Monday, November 2, 2015
08:30 AM - 11:45 AM
A modern enterprise data strategy is critical in the digital age, where depth of operational sophistication and management of scale can be existential problems for growing enterprises. Fundamentally, data should serve the strategic imperatives of a business - those key strategic aspirations that define the future vision for an organization. Big data and data science have great potential for accelerating business, but how do you take it beyond aspirations and into a strategy? How do you reconcile the business opportunity with the sea of possible solutions, and make it fit your needs?
In this tutorial, we explain how we work to solve real business challenges with data, and build a platform for the future.
- Why Have A Data Strategy?
- Connecting Data With Business
- Devising A Data Strategy
- The Data Value Chain
- New Technology Potentials
- Project Development Style
We will also review the options for big data architectures, explaining how the various parts of the Hadoop and big data ecosystem fit together in production to create a data platform supporting batch, interactive and realtime analytical workloads.
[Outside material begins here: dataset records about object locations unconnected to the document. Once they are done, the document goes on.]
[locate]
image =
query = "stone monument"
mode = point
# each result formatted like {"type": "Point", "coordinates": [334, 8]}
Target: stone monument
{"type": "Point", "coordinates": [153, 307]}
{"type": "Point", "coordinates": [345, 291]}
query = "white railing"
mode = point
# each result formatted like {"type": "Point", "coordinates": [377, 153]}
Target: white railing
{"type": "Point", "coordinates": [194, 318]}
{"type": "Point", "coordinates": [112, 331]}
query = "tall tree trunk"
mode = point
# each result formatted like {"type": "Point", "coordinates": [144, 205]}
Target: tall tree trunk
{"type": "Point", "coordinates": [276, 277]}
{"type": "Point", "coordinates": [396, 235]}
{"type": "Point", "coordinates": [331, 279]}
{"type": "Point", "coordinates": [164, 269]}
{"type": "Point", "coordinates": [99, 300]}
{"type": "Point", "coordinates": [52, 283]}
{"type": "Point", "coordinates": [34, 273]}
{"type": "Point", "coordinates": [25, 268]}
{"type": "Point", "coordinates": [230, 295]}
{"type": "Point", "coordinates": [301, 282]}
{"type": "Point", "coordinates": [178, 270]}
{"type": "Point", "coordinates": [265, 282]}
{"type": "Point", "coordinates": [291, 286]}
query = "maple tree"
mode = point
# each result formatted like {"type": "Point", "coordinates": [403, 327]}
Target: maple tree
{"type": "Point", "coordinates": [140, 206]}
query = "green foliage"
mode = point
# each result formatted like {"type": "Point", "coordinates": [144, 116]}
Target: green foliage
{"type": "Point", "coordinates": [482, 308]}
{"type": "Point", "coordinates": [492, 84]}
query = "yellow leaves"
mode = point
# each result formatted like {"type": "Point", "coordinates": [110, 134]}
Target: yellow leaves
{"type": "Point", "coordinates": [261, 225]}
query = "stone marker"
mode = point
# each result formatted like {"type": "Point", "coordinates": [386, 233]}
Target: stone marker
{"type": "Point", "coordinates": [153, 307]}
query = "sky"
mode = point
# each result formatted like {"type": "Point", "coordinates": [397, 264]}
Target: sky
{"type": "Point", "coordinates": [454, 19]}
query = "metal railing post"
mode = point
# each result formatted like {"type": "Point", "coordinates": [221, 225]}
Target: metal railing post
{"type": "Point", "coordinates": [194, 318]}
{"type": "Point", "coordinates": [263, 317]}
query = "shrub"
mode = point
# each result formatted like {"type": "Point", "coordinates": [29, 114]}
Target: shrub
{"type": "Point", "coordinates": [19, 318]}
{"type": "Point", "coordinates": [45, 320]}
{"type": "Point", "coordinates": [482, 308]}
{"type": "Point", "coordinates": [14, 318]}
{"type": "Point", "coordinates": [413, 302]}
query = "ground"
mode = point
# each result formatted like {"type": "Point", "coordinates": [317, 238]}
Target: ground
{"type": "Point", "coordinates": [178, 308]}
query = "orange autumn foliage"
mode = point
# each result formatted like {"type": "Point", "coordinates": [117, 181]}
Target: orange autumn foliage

By tracing the flow of data from source to output, we’ll explore the options and considerations for components, including:
- Acquisition: from internal and external data sources
- Ingestion: offline and real-time processing
- Providing data services: exposing data to applications
- Analytics: batch and interactive
- Data management: data security, lineage, metadata and quality
John Akred likes to help organizations become more data driven. Mr. Akred has over 15 years of experience in advanced analytical applications and analytical system architecture. He is a recognized expert in the areas of applied business analytics, machine learning, predictive analytics, and operational data mining. He has deep expertise in the application of various architectural approaches such as: distributed non-relational data stores (NoSQL), stream processing, in-database analytics, event-driven architectures and specialized appliances; to real-time scoring, real-time optimization, and similar applications of analytics at scale.
John received a BA in Economics from the University of New Hampshire, and a MS in Computer Science, focused on Distributed Systems from DePaul University.
Scott Kurth is VP, Advisory Services, at Silicon Valley Data Science. Building on 20 years of experience making emerging technologies relevant to enterprises, Scott crafts vision and strategy for organizations. With a background in architecture and engineering, he combines deep technical knowledge with a broad perspective, to focus on business value.